Além do monitoramento, a decisão judicial impõe uma série de restrições ao empresário. Raimundo está proibido de deixar a cidade onde reside sem autorização da Justiça e não poderá manter contato com testemunhas nem com outros investigados da Operação Compliance Zero, incluindo o próprio irmão, o senador Ciro Nogueira. O empresário também deverá entregar o passaporte à Polícia Federal em até 48 horas.
A quinta fase da Operação Compliance Zero apura suspeitas de corrupção e lavagem de dinheiro relacionadas ao senador e ao Banco Master. Segundo a investigação da Polícia Federal, Raimundo Nogueira administra a empresa CNLF Empreendimentos Imobiliários Ltda., apontada como uma possível estrutura utilizada para movimentar recursos de forma disfarçada em benefício do parlamentar.
Entre os negócios analisados pelos investigadores está a compra de 30% da Green Investimentos S.A. pela CNLF. A negociação teria sido fechada por R$ 1 milhão, apesar de as ações serem avaliadas em cerca de R$ 13 milhões. Para os investigadores, a diferença entre os valores pode indicar uma tentativa de ocultar repasses ilegais.
A Polícia Federal também suspeita que o senador teria recebido vantagens financeiras para favorecer interesses do banqueiro Daniel Vorcaro. Um dos pontos citados no inquérito é a apresentação de uma emenda parlamentar que teria beneficiado diretamente o Banco Master.
De acordo com a investigação, os supostos repasses ao senador poderiam chegar a R$ 500 mil mensais. O relatório ainda menciona o uso de imóveis de alto padrão, cartões de crédito e viagens internacionais custeadas pelo grupo investigado.
Na decisão, o ministro André Mendonça afirmou que as medidas cautelares são necessárias para impedir a continuidade da suposta lavagem de dinheiro e evitar possíveis destruições de provas.

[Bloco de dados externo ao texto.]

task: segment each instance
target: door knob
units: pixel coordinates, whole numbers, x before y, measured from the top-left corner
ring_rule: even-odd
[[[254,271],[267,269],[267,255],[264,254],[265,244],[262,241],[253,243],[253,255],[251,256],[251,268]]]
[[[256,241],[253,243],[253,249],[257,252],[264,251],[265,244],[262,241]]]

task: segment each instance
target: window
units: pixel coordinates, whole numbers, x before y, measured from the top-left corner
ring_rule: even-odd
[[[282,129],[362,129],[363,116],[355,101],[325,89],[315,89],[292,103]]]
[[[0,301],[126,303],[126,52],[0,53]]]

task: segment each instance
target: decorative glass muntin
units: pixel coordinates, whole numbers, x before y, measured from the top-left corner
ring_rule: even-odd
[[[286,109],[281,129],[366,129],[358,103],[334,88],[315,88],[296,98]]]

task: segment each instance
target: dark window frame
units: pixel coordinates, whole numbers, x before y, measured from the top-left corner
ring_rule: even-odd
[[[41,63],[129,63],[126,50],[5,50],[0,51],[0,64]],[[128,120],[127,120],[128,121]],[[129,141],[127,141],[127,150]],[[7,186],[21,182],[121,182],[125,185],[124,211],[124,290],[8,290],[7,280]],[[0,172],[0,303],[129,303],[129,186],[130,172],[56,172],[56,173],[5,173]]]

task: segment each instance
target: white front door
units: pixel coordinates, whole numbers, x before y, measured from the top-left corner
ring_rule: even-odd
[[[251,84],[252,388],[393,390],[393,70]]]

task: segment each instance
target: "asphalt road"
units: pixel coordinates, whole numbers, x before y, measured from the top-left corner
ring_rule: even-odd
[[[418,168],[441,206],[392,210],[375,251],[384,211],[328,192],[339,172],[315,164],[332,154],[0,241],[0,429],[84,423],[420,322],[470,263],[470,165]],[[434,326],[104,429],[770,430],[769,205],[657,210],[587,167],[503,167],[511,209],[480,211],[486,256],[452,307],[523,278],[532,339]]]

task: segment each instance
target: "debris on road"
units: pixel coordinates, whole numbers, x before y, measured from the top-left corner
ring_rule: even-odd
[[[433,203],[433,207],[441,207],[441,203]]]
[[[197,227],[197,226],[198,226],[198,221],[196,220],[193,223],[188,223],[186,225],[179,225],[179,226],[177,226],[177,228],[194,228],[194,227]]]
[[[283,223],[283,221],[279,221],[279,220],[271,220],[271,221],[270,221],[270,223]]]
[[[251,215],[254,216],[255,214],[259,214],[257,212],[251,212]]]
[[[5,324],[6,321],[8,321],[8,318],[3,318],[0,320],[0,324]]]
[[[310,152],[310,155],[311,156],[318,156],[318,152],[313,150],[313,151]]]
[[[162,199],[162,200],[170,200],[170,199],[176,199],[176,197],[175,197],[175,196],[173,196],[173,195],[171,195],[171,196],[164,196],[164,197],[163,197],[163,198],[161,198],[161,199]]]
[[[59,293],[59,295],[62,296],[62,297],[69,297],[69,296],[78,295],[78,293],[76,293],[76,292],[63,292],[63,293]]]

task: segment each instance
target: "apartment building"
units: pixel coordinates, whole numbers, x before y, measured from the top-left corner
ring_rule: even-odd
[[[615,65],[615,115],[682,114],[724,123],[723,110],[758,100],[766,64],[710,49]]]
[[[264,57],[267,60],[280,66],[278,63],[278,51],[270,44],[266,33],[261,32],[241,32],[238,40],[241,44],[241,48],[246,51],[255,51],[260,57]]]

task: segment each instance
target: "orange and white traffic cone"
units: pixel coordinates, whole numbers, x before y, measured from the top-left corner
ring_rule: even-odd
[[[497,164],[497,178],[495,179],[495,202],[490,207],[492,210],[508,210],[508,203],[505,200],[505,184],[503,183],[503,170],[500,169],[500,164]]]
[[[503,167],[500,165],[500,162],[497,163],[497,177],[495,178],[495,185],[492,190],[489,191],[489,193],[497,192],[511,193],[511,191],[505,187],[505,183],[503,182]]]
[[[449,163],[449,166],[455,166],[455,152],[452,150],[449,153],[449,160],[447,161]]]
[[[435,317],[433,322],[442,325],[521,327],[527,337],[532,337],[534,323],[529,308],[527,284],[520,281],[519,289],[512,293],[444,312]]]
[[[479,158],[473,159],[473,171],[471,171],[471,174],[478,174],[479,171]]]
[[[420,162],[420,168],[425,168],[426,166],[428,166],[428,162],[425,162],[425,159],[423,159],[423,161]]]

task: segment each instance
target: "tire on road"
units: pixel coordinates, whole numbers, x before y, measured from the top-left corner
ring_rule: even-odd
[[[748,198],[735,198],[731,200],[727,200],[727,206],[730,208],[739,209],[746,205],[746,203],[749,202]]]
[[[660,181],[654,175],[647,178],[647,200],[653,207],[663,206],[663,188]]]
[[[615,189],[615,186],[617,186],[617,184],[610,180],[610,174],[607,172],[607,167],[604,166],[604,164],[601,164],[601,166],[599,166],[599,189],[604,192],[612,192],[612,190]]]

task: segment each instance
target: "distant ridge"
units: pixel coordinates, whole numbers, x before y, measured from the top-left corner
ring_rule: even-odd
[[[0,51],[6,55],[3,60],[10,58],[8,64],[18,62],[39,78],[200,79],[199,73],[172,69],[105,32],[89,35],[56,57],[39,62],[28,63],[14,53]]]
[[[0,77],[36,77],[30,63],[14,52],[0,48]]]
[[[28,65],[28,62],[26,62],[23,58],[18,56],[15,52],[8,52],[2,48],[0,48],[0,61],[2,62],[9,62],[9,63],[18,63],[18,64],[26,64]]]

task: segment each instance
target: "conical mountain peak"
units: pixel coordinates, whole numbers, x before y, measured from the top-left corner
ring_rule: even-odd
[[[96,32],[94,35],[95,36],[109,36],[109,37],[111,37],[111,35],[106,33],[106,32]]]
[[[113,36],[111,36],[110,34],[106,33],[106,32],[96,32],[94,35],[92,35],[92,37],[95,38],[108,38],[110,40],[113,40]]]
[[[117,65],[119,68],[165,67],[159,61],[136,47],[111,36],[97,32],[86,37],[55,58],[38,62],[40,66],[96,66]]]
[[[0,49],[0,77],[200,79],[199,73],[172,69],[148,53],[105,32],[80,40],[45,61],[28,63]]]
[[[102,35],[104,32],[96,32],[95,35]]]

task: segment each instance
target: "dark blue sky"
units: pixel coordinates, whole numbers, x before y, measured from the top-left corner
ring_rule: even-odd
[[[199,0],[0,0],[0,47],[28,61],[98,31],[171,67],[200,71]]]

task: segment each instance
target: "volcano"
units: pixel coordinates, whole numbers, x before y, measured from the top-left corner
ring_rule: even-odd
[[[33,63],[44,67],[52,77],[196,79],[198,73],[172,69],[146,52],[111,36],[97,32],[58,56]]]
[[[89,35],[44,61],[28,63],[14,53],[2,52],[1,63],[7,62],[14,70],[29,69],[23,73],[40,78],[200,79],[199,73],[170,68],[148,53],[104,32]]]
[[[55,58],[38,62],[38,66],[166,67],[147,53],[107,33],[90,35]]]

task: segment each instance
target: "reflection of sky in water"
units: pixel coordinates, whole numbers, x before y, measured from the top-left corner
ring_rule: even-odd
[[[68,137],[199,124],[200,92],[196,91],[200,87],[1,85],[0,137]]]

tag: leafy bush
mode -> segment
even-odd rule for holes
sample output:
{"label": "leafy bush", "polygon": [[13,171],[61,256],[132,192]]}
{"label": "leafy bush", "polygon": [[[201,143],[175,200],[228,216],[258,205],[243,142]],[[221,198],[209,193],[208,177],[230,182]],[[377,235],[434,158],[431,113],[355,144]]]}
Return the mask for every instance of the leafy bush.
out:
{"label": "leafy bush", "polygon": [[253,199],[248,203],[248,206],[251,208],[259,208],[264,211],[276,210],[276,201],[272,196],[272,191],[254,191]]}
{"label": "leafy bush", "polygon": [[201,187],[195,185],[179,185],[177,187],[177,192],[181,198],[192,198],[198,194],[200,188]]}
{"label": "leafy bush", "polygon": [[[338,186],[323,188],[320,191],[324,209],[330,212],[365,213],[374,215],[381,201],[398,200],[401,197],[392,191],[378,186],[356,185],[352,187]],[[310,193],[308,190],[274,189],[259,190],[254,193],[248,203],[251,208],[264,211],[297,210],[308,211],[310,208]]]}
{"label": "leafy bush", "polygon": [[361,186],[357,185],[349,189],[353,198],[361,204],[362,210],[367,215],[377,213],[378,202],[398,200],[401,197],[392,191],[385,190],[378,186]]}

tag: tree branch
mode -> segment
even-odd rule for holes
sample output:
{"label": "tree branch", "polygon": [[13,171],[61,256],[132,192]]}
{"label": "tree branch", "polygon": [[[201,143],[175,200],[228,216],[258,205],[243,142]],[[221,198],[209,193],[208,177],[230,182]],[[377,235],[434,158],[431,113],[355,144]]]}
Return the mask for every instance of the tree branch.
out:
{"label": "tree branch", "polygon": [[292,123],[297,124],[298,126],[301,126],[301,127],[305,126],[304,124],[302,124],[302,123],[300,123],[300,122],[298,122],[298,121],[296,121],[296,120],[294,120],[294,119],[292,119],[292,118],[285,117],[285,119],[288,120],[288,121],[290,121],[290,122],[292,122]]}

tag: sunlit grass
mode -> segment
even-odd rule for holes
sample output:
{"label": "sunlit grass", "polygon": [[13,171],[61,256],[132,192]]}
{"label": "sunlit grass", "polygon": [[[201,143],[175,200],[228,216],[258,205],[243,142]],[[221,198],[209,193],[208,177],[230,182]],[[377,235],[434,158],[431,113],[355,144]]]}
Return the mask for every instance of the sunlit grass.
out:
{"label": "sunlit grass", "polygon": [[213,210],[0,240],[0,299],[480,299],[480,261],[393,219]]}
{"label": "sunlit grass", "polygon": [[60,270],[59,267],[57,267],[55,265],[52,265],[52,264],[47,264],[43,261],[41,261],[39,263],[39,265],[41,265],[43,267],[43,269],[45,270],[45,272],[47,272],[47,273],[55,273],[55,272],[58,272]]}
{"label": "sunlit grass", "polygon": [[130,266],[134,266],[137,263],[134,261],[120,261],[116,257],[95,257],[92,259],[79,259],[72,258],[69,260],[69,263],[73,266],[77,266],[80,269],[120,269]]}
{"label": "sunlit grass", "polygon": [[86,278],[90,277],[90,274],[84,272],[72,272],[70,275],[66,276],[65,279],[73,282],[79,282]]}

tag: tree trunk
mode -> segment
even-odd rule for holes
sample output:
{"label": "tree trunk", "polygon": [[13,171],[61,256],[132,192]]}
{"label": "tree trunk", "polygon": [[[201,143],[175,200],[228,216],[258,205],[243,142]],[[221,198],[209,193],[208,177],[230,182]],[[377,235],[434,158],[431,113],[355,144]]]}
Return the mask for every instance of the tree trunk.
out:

O magistrado também determinou a suspensão imediata das atividades de quatro empresas ligadas ao caso. Conforme a Polícia Federal, essas empresas seriam utilizadas para movimentar recursos e dar aparência legal ao dinheiro investigado. No caso da CNLF, os investigadores afirmam que a empresa não possui funcionários registrados e funciona no mesmo endereço de outra empresa da família Nogueira.
Em nota, a defesa do senador Ciro Nogueira negou qualquer irregularidade e afirmou que o parlamentar está à disposição da Justiça para prestar esclarecimentos. Os advogados também criticaram as medidas adotadas durante a investigação e disseram repudiar “qualquer ilação de ilicitude” envolvendo a atuação do senador.